После ужина Толик повел меня по заповедным уголкам города, словно я отсутствовал целый год и страшно соскучился по оставленным здесь красотам.
Густая толпа зрителей покидала кинуху. Мы просочились сквозь эту толпу в зал и уселись на свои абонементные места на полу перед первым рядом, задрав головы к экрану. Смотрели — который раз! — фильм о маленьком погонщике слонов. Наслаждались дивным зрелищем, пока обильные теплые струйки не поползли под нас из-под скамеек.
Зал покидали с легкой досадой и будто врубленными в мозг сценами фильма: огромные туши слонов кишмя кишат, и на одной из них, в самой стремнине, крохотный затерянный голый мальчишка.

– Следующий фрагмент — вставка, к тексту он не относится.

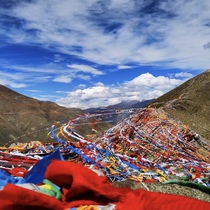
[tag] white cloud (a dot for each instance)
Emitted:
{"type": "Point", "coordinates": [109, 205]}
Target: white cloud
{"type": "Point", "coordinates": [184, 75]}
{"type": "Point", "coordinates": [85, 69]}
{"type": "Point", "coordinates": [63, 79]}
{"type": "Point", "coordinates": [145, 86]}
{"type": "Point", "coordinates": [118, 32]}
{"type": "Point", "coordinates": [124, 67]}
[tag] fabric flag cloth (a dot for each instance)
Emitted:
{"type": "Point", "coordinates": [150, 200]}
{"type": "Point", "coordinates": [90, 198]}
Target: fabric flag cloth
{"type": "Point", "coordinates": [81, 186]}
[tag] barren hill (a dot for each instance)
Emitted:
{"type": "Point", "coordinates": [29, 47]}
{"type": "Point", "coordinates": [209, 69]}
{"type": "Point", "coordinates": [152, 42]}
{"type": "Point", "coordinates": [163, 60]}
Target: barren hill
{"type": "Point", "coordinates": [190, 103]}
{"type": "Point", "coordinates": [21, 115]}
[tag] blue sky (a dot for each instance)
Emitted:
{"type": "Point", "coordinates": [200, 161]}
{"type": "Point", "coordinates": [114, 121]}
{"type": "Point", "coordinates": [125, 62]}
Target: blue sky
{"type": "Point", "coordinates": [84, 54]}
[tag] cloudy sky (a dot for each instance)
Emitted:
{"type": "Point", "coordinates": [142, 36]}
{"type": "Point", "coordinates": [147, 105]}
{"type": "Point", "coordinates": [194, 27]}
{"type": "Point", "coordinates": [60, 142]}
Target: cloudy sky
{"type": "Point", "coordinates": [83, 54]}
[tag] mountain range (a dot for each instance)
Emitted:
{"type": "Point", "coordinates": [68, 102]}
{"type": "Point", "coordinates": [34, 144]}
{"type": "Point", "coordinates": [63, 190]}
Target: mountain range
{"type": "Point", "coordinates": [25, 119]}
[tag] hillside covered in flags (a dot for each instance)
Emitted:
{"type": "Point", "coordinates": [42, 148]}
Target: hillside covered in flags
{"type": "Point", "coordinates": [146, 146]}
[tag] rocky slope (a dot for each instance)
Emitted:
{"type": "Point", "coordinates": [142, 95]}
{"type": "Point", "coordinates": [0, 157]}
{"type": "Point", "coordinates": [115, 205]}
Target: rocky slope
{"type": "Point", "coordinates": [21, 115]}
{"type": "Point", "coordinates": [190, 103]}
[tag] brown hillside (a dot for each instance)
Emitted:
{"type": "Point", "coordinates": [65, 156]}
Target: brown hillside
{"type": "Point", "coordinates": [26, 119]}
{"type": "Point", "coordinates": [190, 103]}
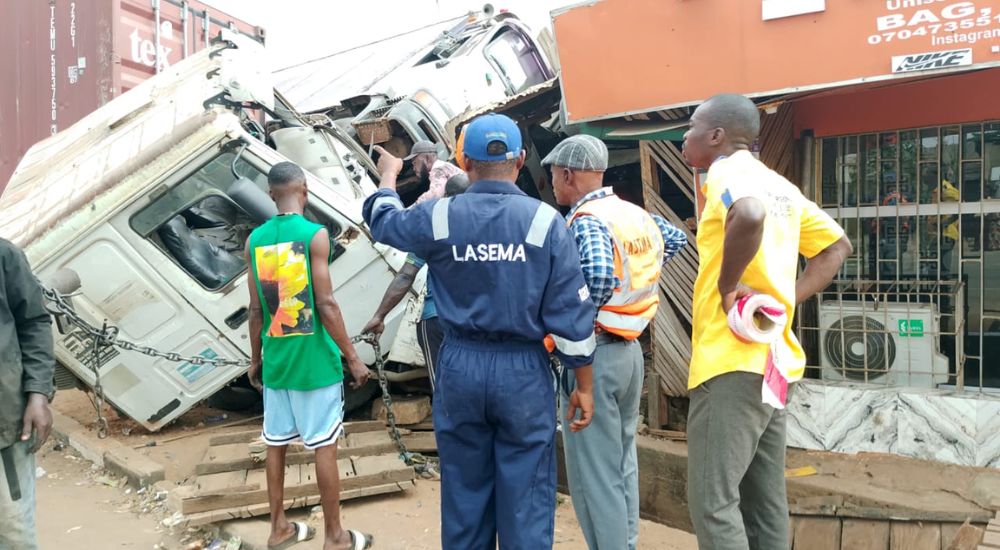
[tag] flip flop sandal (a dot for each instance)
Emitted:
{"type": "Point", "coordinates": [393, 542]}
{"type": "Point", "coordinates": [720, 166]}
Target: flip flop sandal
{"type": "Point", "coordinates": [360, 541]}
{"type": "Point", "coordinates": [302, 533]}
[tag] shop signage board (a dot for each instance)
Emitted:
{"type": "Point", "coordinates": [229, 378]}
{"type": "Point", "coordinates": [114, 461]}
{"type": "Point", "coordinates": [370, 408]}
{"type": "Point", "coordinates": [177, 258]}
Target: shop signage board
{"type": "Point", "coordinates": [622, 57]}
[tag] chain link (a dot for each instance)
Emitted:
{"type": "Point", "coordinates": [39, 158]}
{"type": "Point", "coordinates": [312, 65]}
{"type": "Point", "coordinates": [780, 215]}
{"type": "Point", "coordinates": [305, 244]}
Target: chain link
{"type": "Point", "coordinates": [410, 458]}
{"type": "Point", "coordinates": [107, 336]}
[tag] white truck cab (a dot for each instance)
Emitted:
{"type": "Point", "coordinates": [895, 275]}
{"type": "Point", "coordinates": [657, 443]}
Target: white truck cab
{"type": "Point", "coordinates": [149, 201]}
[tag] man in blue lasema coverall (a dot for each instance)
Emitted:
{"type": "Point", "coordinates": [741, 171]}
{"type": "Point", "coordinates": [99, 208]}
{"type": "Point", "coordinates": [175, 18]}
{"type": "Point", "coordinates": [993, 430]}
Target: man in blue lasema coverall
{"type": "Point", "coordinates": [505, 272]}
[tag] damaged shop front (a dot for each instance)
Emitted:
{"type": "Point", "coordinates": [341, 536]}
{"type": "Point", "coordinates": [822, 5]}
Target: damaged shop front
{"type": "Point", "coordinates": [885, 114]}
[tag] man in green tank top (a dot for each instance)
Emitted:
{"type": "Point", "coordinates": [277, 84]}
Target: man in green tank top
{"type": "Point", "coordinates": [297, 338]}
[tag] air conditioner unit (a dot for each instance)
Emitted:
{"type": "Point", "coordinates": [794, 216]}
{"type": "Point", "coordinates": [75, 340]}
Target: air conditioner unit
{"type": "Point", "coordinates": [895, 344]}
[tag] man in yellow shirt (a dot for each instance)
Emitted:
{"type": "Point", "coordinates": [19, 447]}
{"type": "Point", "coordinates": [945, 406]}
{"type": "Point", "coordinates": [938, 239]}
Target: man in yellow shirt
{"type": "Point", "coordinates": [754, 225]}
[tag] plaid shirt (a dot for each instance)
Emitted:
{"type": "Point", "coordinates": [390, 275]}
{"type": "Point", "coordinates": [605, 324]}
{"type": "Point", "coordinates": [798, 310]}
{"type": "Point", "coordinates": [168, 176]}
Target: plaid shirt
{"type": "Point", "coordinates": [597, 253]}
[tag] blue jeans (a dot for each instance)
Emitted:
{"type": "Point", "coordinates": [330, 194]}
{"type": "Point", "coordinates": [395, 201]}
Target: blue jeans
{"type": "Point", "coordinates": [601, 464]}
{"type": "Point", "coordinates": [17, 519]}
{"type": "Point", "coordinates": [495, 423]}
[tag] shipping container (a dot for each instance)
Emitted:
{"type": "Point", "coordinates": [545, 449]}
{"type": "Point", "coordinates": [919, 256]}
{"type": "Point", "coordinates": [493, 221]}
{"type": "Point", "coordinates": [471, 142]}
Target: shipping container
{"type": "Point", "coordinates": [65, 58]}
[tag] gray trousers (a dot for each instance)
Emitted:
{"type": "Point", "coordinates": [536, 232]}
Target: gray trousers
{"type": "Point", "coordinates": [736, 466]}
{"type": "Point", "coordinates": [17, 519]}
{"type": "Point", "coordinates": [601, 460]}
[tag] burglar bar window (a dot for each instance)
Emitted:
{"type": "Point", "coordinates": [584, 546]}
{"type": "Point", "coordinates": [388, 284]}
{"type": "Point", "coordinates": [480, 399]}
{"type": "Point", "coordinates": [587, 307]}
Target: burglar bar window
{"type": "Point", "coordinates": [923, 205]}
{"type": "Point", "coordinates": [203, 230]}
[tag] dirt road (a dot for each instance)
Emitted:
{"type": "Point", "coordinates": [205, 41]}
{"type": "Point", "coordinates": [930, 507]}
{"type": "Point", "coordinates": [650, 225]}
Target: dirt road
{"type": "Point", "coordinates": [79, 507]}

Спать не хотелось, и мы подались на зов музыки, доносящейся из парка. Неясные силуэты в серой полутьме аллей, воркотня и лобызания парочек по кустам, открытая танцплощадка. У входа толкался не танцующий забулдыжный люд.

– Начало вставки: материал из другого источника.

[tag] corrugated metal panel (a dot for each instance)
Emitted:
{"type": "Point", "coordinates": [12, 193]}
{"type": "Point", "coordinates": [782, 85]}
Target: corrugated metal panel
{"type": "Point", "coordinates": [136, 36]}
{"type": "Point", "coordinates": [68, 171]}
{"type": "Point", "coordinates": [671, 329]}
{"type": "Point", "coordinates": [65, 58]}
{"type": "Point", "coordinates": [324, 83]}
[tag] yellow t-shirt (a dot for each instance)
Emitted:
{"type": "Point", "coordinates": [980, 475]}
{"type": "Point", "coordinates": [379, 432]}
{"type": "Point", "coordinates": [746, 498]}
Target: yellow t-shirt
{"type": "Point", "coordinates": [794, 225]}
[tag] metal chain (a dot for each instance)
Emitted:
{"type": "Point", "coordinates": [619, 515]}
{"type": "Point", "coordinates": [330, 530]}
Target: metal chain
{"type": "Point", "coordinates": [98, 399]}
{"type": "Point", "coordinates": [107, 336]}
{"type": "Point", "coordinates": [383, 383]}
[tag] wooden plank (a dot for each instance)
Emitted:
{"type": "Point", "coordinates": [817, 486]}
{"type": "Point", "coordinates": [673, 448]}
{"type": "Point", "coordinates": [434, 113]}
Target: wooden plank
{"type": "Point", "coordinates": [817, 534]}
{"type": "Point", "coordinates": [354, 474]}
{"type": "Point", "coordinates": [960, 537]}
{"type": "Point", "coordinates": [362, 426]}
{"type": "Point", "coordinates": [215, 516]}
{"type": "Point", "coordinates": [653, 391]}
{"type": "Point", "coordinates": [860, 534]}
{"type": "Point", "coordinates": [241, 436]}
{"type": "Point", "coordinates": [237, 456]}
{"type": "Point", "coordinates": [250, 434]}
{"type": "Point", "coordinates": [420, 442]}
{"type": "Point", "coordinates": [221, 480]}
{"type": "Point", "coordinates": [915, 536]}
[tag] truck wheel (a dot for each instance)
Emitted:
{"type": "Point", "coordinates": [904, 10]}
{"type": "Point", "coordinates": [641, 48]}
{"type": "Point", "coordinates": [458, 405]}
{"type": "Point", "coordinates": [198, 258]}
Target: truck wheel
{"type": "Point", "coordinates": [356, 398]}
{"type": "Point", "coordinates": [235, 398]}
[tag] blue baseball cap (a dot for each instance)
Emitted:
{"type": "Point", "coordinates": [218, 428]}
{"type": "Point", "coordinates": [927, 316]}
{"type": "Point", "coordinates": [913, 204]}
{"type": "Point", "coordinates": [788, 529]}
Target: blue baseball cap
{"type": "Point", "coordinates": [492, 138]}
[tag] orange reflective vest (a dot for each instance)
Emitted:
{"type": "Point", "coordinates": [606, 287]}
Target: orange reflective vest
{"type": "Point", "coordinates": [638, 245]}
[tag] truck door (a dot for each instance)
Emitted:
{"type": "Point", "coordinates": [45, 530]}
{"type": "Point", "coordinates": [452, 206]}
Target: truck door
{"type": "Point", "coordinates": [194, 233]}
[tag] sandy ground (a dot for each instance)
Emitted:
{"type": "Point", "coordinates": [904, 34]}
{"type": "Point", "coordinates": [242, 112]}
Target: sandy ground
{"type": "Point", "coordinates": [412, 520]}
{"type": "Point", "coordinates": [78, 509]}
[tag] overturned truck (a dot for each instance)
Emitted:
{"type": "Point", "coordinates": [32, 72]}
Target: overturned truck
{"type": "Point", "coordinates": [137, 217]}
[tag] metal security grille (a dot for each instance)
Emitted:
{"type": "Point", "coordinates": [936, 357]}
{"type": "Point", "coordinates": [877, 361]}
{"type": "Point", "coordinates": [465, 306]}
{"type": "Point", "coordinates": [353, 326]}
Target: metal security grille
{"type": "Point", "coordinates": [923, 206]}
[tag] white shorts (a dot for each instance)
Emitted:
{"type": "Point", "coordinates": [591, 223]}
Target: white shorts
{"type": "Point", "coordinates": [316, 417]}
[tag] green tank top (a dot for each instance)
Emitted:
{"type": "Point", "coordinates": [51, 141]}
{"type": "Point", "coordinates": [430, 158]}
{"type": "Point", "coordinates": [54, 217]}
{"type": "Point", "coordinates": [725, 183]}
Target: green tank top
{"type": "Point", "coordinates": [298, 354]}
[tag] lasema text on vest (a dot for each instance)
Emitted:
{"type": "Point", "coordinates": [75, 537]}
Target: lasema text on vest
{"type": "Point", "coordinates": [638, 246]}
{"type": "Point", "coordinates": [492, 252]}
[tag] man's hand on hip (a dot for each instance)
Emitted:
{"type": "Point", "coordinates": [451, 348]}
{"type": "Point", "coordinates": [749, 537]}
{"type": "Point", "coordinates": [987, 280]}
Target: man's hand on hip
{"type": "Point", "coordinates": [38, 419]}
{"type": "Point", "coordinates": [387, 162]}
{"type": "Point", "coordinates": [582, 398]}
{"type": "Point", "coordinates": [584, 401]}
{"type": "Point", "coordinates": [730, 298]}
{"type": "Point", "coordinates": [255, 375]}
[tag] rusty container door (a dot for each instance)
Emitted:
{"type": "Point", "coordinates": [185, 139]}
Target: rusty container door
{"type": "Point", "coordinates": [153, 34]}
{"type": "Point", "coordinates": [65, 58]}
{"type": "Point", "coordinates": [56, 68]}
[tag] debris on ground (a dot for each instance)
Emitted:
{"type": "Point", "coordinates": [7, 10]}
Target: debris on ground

Мы ротозейничали из-за деревьев, опасаясь в сей неурочный час напороться на кого-нибудь из взрослого персонала ДПР.
Над густой шаркотней множества ног заливисто взвивалась медь труб, позвякивали тарелки. Мы подождали, пока оттрещал пронзительно-гремучий фокстрот, за ним откружили занудные повторы бального танца:
Сережа, Сережа, Сережа милый мой!
Не хочешь, не надо, катися колбасой!
Далее поплыла исполненная мягкости и трепетности мелодия танго. Больше всего мне нравились вальсы. Как околдованный, вслушивался я в зовущие, волнующие звуки:
Там на шахте угольной паренька приметили,
Руку ему подали, повели в забой.
Девушки пригожие тихой песней встретили,
И в забой отправился парень молодой.
— Маня! — пискнул Толик.
Любопытной дикаркой кралась Маня поодаль от танцулек, с жадной завистью пожирая глазами галлопирующие по площадке сдвоенные тени. Давняя история с абортом отвадила ее от приемника, и видели ее мы редко. Она неузнаваемо изменилась, раздалась, заматерела; все ее округлые формы строптиво выпирали из короткого и узкого ситцевого платьица, лицо огрубело, обрело лошадиную вытянутость.

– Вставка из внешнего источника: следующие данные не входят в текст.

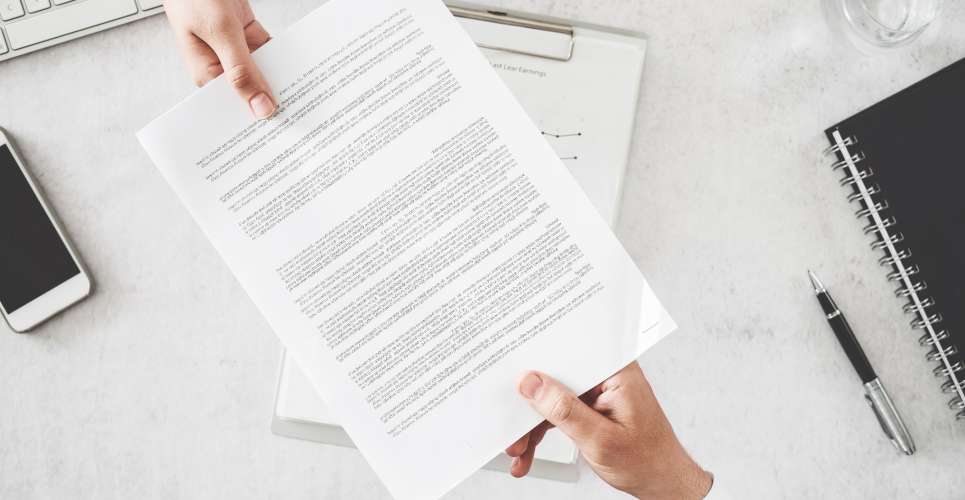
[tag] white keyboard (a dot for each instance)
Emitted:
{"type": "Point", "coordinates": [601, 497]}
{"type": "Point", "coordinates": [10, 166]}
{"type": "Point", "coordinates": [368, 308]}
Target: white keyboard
{"type": "Point", "coordinates": [29, 25]}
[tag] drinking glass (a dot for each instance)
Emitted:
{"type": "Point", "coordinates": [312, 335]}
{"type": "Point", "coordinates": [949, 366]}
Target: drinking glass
{"type": "Point", "coordinates": [887, 23]}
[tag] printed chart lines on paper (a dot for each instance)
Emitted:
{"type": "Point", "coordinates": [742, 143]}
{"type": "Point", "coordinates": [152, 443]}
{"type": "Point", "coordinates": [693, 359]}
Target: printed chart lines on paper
{"type": "Point", "coordinates": [562, 135]}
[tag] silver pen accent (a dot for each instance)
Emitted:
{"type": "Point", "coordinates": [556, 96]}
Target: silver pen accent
{"type": "Point", "coordinates": [888, 417]}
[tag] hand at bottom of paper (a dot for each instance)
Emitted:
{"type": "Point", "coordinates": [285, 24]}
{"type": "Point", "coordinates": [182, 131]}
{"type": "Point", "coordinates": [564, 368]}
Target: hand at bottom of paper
{"type": "Point", "coordinates": [621, 431]}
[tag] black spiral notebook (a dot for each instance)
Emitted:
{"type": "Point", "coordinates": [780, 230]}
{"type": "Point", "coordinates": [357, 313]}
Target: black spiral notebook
{"type": "Point", "coordinates": [903, 163]}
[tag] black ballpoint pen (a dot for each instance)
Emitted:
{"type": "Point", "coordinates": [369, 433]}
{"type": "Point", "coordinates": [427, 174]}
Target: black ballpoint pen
{"type": "Point", "coordinates": [875, 392]}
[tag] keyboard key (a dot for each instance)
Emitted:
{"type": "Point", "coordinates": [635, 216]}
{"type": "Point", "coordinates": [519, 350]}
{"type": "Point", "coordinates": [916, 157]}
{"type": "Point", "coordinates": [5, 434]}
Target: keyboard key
{"type": "Point", "coordinates": [10, 9]}
{"type": "Point", "coordinates": [69, 19]}
{"type": "Point", "coordinates": [36, 5]}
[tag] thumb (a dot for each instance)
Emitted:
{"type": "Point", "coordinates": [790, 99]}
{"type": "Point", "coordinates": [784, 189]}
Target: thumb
{"type": "Point", "coordinates": [562, 408]}
{"type": "Point", "coordinates": [240, 69]}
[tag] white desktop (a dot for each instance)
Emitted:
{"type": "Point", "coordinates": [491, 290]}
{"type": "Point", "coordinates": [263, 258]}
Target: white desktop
{"type": "Point", "coordinates": [161, 384]}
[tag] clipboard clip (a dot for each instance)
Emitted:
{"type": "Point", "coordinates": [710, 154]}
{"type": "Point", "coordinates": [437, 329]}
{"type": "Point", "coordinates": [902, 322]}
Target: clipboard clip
{"type": "Point", "coordinates": [561, 34]}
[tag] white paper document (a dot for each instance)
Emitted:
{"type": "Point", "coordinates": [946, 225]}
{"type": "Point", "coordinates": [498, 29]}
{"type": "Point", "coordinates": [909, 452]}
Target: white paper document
{"type": "Point", "coordinates": [408, 234]}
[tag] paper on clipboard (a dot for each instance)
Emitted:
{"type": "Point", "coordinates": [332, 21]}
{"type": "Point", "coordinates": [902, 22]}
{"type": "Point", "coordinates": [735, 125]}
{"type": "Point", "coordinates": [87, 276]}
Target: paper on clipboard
{"type": "Point", "coordinates": [580, 84]}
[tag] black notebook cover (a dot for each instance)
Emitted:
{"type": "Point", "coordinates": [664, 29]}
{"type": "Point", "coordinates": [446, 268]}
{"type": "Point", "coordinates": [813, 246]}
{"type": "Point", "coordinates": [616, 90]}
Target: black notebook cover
{"type": "Point", "coordinates": [914, 144]}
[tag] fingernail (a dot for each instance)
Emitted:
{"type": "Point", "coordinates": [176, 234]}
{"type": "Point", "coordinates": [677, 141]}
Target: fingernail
{"type": "Point", "coordinates": [262, 106]}
{"type": "Point", "coordinates": [530, 385]}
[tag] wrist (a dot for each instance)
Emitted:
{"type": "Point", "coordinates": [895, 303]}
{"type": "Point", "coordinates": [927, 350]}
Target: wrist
{"type": "Point", "coordinates": [691, 482]}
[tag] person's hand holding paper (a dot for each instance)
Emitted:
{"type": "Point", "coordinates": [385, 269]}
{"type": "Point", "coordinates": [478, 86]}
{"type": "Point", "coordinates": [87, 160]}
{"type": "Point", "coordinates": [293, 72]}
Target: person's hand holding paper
{"type": "Point", "coordinates": [620, 430]}
{"type": "Point", "coordinates": [218, 36]}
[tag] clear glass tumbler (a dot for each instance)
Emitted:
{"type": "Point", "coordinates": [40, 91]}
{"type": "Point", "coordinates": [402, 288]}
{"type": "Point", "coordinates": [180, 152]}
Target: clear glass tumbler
{"type": "Point", "coordinates": [887, 23]}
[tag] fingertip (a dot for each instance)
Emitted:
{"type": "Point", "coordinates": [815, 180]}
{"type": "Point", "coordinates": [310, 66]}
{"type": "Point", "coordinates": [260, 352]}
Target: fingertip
{"type": "Point", "coordinates": [516, 449]}
{"type": "Point", "coordinates": [529, 384]}
{"type": "Point", "coordinates": [262, 106]}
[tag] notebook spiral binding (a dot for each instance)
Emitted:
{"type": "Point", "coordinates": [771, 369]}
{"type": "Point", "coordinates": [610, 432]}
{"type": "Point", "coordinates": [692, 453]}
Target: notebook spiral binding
{"type": "Point", "coordinates": [867, 194]}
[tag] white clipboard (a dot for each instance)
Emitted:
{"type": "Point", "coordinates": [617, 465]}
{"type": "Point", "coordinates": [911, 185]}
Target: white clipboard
{"type": "Point", "coordinates": [580, 84]}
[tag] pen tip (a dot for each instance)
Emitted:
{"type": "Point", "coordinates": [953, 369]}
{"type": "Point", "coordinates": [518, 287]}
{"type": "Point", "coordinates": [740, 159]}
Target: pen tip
{"type": "Point", "coordinates": [815, 282]}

Ненароком Маня набрела на стайку вольной шпаны. Те прицепились хвостом, лапали за груди, дразнили.
— Задрыгуся! — визжал туземец, едва по плечо Мане.
— С кем сегодня! — дергал другой за болтающийся поясок платья и лез под подол.
— Честная давалка! — кричал третий.
Маня жеманно отбивалась, кривила пухлые губы томной улыбкой. Из боковой аллеи вывернула пара приблатненных верзил. С напускным негодованием отогнали привязчивую шушваль и подхватили Маню с боков.
— Еще полезут, позовешь нас!
— Зеньки повыткнем, кто тебя тронет!
— Айда с нами, достояние народное!
Маня упрямилась, тянула к людной, освещенной танцплощадке.
— Не ломайся! — вскипел угрожающий возглас.
Парни повлекли Маню вглубь аллеи, где запущенный парк постепенно сливался с лесом. Меня вдруг словно хлыстом полоснула жалостливая, страшно знакомая мольба:
— Только не бейтесь! Не бейтесь!
— Носить будем кроха… на грудях, — звучал в ответ развязный хрип. — Эмблемой чистоты и невинности.
— Маня, Манюнька, Манюсенька! Да мы …
Гром оркестра глушил удаляющиеся голоса.
Давний, внезапно нахлынувший ужас пригвоздил меня к месту. Три тесно обнявшиеся тени таяли в густом мраке дальних кустов и деревьев.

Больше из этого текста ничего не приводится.